I did, and my heart nearly stopped. The thorns around us were moving, hundreds upon hundreds of them, unfurling into tiny faeries with pointed, gnashing teeth. The air filled with the sound of buzzing, and thousands of tiny black eyes glimmered through the thorns.

“Oh, this isn’t good,” Puck murmured as the buzz grew louder, more frantic.

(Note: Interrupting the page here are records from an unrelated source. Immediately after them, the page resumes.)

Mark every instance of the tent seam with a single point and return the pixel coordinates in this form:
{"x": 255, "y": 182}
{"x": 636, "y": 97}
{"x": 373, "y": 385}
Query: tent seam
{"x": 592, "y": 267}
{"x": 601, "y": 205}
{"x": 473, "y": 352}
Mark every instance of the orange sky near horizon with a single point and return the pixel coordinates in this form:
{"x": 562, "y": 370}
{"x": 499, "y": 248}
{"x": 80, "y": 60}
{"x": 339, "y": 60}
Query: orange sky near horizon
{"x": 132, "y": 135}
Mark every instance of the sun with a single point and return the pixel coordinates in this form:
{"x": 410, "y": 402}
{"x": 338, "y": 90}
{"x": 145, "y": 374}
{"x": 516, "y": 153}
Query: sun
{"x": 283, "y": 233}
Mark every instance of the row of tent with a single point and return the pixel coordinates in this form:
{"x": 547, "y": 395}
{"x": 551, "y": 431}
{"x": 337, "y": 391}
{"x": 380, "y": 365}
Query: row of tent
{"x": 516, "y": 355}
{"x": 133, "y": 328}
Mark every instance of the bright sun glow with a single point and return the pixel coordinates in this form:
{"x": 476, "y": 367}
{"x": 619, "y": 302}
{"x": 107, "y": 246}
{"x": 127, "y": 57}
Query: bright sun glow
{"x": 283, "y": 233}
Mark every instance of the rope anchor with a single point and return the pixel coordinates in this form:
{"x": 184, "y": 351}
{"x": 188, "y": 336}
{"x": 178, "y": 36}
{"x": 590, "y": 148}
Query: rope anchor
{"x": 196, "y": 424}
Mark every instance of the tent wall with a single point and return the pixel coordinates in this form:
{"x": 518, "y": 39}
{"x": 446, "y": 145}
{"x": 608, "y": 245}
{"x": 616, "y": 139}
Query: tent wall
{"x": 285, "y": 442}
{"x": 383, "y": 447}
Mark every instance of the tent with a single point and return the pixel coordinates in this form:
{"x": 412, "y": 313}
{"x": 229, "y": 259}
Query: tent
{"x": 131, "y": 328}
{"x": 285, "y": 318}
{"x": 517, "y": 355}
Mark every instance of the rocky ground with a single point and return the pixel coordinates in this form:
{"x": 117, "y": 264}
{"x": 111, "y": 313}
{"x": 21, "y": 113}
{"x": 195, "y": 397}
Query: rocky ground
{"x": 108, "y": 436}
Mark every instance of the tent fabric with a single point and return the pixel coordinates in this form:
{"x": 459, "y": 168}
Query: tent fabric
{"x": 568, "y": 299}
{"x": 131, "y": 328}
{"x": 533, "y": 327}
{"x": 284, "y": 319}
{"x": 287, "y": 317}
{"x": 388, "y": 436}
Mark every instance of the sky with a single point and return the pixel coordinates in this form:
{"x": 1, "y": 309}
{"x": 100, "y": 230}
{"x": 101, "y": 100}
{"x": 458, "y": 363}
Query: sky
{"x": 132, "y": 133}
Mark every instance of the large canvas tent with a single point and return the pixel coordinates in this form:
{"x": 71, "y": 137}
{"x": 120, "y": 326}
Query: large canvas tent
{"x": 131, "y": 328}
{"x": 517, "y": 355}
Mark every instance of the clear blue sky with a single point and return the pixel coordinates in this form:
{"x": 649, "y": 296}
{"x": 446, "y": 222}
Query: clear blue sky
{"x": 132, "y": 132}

“I really, really wish I had that Off!”

“Run!” spit Grimalkin, and we ran.

The faeries swarmed around us, the hum of their wings vibrating the air, their high-pitched voices shrieking in my ears. I felt the weight of their tiny bodies on my skin, an instant before the stings, and flailed wildly, trying to dislodge them. Puck snarled something unintelligible, swiping at them with his knives, and Ironhorse blasted flame from his mouth and nostrils, roaring. Charred, dismembered faeries dropped shrieking from the air, but dozens more buzzed in to take their place. Grimalkin, of course, had vanished. We charged blindly down a tunnel of thorns, through swarms of furious killer wasp-fey, with no clue of where we were going.

As I rounded a corner, a body appeared right in front of me. I had no time to react before I crashed into it, and we both went sprawling.